Et plus s’était accru le pouvoir politique et commercial de la Fondation, plus ses dirigeants et ses guerriers semblaient être devenus insignifiants. Lathan Devers : on l’avait presque oublié. Si l’on s’en souvenait, c’était plus à cause de sa fin tragique dans les camps que pour sa vaine (quoique victorieuse) lutte contre Bel Riose.
Quant à Bel Riose, le plus noble des adversaires de la Fondation, lui aussi, on l’avait presque oublié, éclipsé qu’il était par le Mulet qui seul parmi tous ses ennemis avait pu briser le Plan Seldon et défaire la Fondation avant de la diriger. C’était lui, et lui seul, le Grand Ennemi – enfin, le dernier des grands.
On ne se souvenait guère que le Mulet avait été, en vérité, défait par un seul individu, une femme du nom de Bayta Darell, et qu’elle était parvenue à la victoire sans l’aide de quiconque, sans même le soutien du Plan Seldon. Tout comme on avait presque oublié que son fils Toran et sa petite-fille, Arkady Darell, avaient à leur tour vaincu la Seconde Fondation, laissant le champ libre à la Fondation, la Première Fondation.
Ces vainqueurs d’aujourd’hui n’étaient désormais plus des personnages héroïques. De nos jours, on ne pouvait que se permettre des héros réduits à la taille de simples mortels. Et puis, reconnaissons que la biographie qu’avait donnée Arkady de sa grand-mère l’avait fait descendre du rôle d’héroïne à celui de simple figure romanesque.
Et depuis lors, il n’y avait plus eu de héros – ni même de figure romanesque, d’ailleurs. La guerre kalganienne avait été le dernier épisode violent à impliquer la Fondation, et ce n’avait jamais été qu’un conflit mineur. Virtuellement plus de deux siècles de paix ! Cent vingt ans sans même un vaisseau éraflé.
Cela avait été une bonne paix – Branno ne le déniait pas –, une paix profitable. La Fondation n’avait pas instauré un second Empire Galactique – on n’en était qu’à mi-parcours, selon le Plan Seldon – mais, sous la forme d’une Fédération, elle tenait sous son emprise économique plus d’un tiers des entités politiques éparses de la Galaxie, et influençait ce qu’elle ne contrôlait pas. Rares étaient les endroits où mentionner : « Je suis de la Fondation » ne suscitait pas le respect. Parmi les millions de mondes habités, nulle fonction n’était tenue en plus haute estime que celle de Maire de Terminus.

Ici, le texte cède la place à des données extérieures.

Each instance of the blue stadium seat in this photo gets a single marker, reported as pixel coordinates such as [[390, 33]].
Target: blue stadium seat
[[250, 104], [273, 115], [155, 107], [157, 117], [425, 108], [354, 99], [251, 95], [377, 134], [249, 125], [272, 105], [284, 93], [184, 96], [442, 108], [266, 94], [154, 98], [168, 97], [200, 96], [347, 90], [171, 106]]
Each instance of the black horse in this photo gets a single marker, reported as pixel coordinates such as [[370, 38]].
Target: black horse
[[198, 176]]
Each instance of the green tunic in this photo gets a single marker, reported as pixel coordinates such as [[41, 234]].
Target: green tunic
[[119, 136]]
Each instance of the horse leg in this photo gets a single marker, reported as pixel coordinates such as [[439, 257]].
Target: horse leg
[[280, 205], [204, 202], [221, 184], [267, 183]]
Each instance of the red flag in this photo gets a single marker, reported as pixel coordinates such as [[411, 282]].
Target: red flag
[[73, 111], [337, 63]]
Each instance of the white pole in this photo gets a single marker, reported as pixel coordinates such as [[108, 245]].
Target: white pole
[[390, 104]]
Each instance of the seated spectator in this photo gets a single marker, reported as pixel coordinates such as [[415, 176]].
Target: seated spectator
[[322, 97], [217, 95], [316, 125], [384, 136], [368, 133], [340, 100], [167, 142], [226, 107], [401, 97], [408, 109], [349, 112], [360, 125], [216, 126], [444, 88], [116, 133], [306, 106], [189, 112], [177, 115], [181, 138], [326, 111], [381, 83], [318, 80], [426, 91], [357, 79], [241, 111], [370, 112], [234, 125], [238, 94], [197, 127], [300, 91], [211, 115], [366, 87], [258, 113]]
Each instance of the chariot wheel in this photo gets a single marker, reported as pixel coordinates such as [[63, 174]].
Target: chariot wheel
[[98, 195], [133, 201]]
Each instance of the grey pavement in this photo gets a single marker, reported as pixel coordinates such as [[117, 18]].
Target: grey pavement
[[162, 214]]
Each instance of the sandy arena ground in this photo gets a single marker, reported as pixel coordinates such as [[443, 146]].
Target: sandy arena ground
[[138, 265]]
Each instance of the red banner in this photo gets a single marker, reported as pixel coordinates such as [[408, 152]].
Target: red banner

Car le titre était resté. C’était celui du premier magistrat d’une malheureuse bourgade quasiment oubliée, perdue sur quelque planète aux confins extrêmes de la civilisation, quelque cinq siècles plus tôt, mais nul n’aurait songé à le changer, ne serait-ce qu’en le rendant un rien plus ronflant. Tel qu’il était, seul le titre presque oublié de Majesté Impériale pouvait encore inspirer un respect comparable.